On April 10, 2023, more than three years after the start of the pandemic, President Biden signed a bill ending the national emergency. While there are still people getting COVID, transmission rates have dropped and fewer people are experiencing severe symptoms. The health care landscape is adjusting to a newly endemic stage of COVID.
Updated Safety Guidelines
Following state guidance, Inspira recently ended temperature screenings for patients and visitors and reduced masking requirements for certain facilities. Masks are required when interacting with patients who are experiencing respiratory symptoms, those who have tested positive for COVID or are suspected to have COVID and those who have had close contact with a COVID-positive person in the past 10 days. Inspira also strongly encourages wearing a mask around immunocompromised patients.
“Some patients and employees may be more comfortable wearing a mask, and we do allow for voluntary mask-wearing,” said Evelyn Balogun, M.D., chief medical officer of Ambulatory Services at Inspira. “In addition, if there is an outbreak or a large number of cases in a unit, we may choose to implement mandatory PPE for that area to mitigate the spread of the virus.”
“As we engage with patients, it’s important to help them maintain the healthy behaviors we’ve developed over the past few years,” said Dr. Balogun. Patients should continue washing their hands frequently, staying home when they’re sick and wearing masks in crowded environments if they’re immunocompromised.
Providers should also keep an eye out for updated guidance on COVID boosters from the Food and Drug Administration (FDA) and Centers for Disease Control and Prevention (CDC). “Most recently, the CDC recommended an additional bivalent booster for adults ages 65 and older, as well as patients with weakened immune systems,” said Dr. Balogun. “They also added the recommendation that people ages 6 and older should get the bivalent vaccine regardless of whether they previously completed their primary monovalent series.”
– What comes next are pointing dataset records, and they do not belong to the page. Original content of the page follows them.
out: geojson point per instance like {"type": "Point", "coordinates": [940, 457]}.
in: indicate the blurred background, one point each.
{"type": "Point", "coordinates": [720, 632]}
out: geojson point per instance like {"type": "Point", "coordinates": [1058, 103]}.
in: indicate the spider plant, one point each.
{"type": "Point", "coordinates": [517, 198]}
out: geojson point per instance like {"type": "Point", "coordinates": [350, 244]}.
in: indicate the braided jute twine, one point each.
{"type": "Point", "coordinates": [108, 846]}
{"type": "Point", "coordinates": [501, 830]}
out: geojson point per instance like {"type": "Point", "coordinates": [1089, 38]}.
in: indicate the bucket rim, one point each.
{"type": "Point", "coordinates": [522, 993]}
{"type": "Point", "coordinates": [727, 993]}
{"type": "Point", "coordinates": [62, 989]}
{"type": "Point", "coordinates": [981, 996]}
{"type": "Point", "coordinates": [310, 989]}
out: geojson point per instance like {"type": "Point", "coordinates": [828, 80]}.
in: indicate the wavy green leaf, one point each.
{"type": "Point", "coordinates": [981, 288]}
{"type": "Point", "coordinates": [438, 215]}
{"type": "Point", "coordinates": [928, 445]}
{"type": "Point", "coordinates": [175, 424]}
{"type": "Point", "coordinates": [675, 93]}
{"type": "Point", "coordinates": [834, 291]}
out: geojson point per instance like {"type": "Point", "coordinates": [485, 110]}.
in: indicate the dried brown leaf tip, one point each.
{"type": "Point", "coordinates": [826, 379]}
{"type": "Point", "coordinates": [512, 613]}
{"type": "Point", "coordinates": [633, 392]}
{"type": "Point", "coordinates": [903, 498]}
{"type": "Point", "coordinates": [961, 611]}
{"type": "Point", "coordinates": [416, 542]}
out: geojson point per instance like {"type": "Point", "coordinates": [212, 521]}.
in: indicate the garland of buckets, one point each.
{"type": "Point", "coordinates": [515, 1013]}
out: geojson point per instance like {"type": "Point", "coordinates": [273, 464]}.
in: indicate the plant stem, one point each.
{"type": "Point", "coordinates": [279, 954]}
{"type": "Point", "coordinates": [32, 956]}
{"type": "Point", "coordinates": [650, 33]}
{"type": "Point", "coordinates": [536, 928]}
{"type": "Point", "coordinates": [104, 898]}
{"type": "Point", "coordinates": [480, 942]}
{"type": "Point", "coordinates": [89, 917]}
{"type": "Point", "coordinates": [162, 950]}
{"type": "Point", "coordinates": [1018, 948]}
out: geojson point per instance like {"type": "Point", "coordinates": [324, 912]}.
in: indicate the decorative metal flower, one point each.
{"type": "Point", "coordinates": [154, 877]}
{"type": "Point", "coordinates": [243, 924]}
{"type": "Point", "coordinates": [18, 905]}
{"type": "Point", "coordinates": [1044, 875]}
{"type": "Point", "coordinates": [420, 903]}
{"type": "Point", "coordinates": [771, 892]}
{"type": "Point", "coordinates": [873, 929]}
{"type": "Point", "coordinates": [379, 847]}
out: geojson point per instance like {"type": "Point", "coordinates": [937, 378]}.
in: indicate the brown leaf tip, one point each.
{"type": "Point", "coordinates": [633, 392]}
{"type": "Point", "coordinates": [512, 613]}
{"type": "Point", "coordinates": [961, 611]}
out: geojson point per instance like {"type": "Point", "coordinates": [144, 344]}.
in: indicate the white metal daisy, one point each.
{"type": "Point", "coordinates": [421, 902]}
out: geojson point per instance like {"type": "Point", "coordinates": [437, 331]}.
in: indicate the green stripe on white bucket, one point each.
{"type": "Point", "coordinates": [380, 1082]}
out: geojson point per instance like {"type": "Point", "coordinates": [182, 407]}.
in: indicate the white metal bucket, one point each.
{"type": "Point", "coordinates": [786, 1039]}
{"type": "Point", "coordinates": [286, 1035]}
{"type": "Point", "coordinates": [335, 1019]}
In addition, providers are still identifying cases of long COVID or post-COVID syndrome. “We should understand the symptoms of this condition and focus on rehabilitating patients to their baseline level of functionality,” said Dr. Balogun.
Looking to the Future
As we approach the end of the public health emergency, Dr. Balogun suggests that we have systems in place to help patients catch up on delayed care. “As providers, we need to understand that our patient volume may increase, and we can’t forget to be mindful of our own health. The public health emergency may have an end date, but the process of moving forward from the pandemic is going to roll far beyond that date.”
The end of the public health emergency will also result in a rollback of a long list of waivers and flexibilities. “Take a look at guidance from places like the American Medical Association (AMA), so you have a reasonable catalog of what changes will happen in May. Be situationally aware of how it might affect your practice and your patients,” said Dr. Balogun.
On a brighter note, Dr. Balogun believes that we’ll be able to fast-track recognition and response to similar infectious diseases in the future. “We now have a framework to inform how we monitor, track, define cases, handle community outreach and treat diseases like COVID,” said Dr. Balogun. “That system is impactful and I imagine it will allow us to improve our response to infectious diseases going forward.”